Korean Price-Fixing Law: Defining the Relevant Market in Korea Antitrust Law

The Seoul High Court (2009 NU 1930, May 19, 2010) has overruled a decision of the Korean Fair Trade Commission (KFTC) in a case concerning price-fixing by luxury car importers. The KFTC has appealed the this pivotal price-fixing case.  We shall update the reader.

The High Court ruled that a price-fixing arrangement (restriction on discounts from MSRP) between Lexus car dealers was not an “unfair collective act” under Monopoly Regulation and Fair Trade Act Art. 19 (1) thus overruling the decision of the KFTC that imposed a fine and ordered the dealers not to engage in the price-fixing arrangement. The KFTC has also imposed a fine on other luxury car importers.

The KFTC opined that the relevant market was the market for the particular car and not the entire car or luxury car market. Thus, the Commission ruled that the act restrained trade absolutely within the relevant particular car luxury market (Lexus market) and thus restrained 100% of trade within the market.

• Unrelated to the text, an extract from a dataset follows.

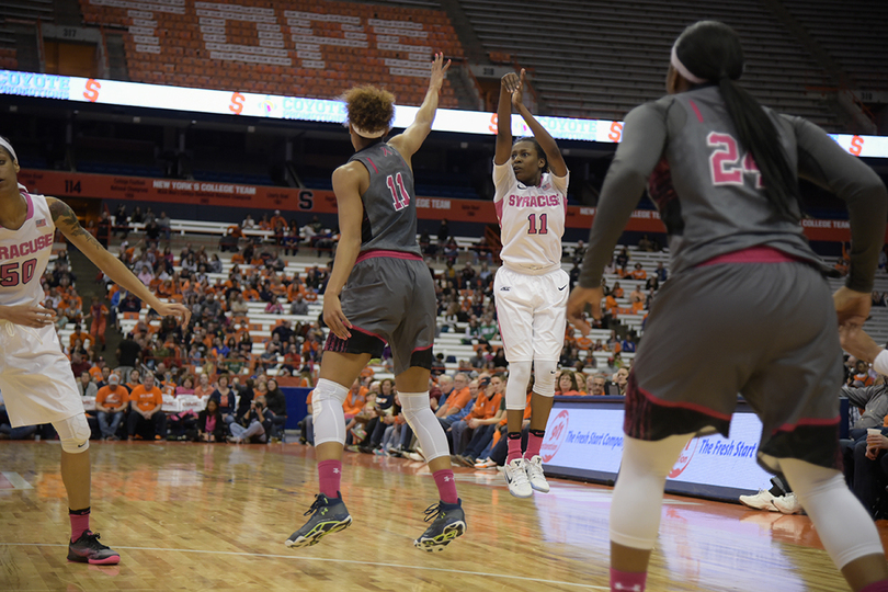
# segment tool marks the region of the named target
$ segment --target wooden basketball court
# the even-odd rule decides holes
[[[352,527],[292,550],[284,540],[317,491],[310,447],[93,442],[90,451],[92,528],[121,563],[67,562],[58,443],[4,442],[0,590],[608,590],[611,488],[551,480],[550,493],[519,500],[497,471],[455,468],[468,532],[426,554],[412,546],[437,499],[425,466],[346,453]],[[648,582],[847,590],[807,516],[671,496]]]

The Seoul High Court, in contrast, defined the relevant market as the entire market for imported automobiles and luxury domestic cars. Thus, the BMW car market accounted for “much less than 15%” of the relevant market and thus was not a significant restraint on trade and thus didn’t reduce competition in the relevant market.

I would be curious to hear what others feel about this case.

It seems like the Seoul High Court will now not rule per se that a price-fixing relationship is an unfair collect act (unfair restraint on trade) and will require a finding by the KFTC that the arrangement has a substantial effect on competition. The Seoul High Court will also likely define the markets very broadly.

As we all know in Korea, the courts are far less predictable than in Europe and the states this holding may be not followed in preceding cases, even by the same court.

Also, it is curious that the decision by the Supreme Court (2003 Du 9252, Aug. 19, 2005) seems to have been ignored by the Seoul High Court. The Supreme Court in the case opined that price-fixing is per se and unfair collective act “absent special circumstances.” What is the special circumstance in this case?

I am very interested to see what the Supreme Court does and if the Court will pick the obvious market middle-ground (why define all imported cars in the same category as luxury cars), uphold the decision or stand by its previous holding etc. I will update the reader HERE on the outcome of the Supreme Court case.

The Supreme Court case is 2010 DU 11757 and no hearing date, as of October 6, 2010, is scheduled. This would be great one for oral arguments. Expect no update soon.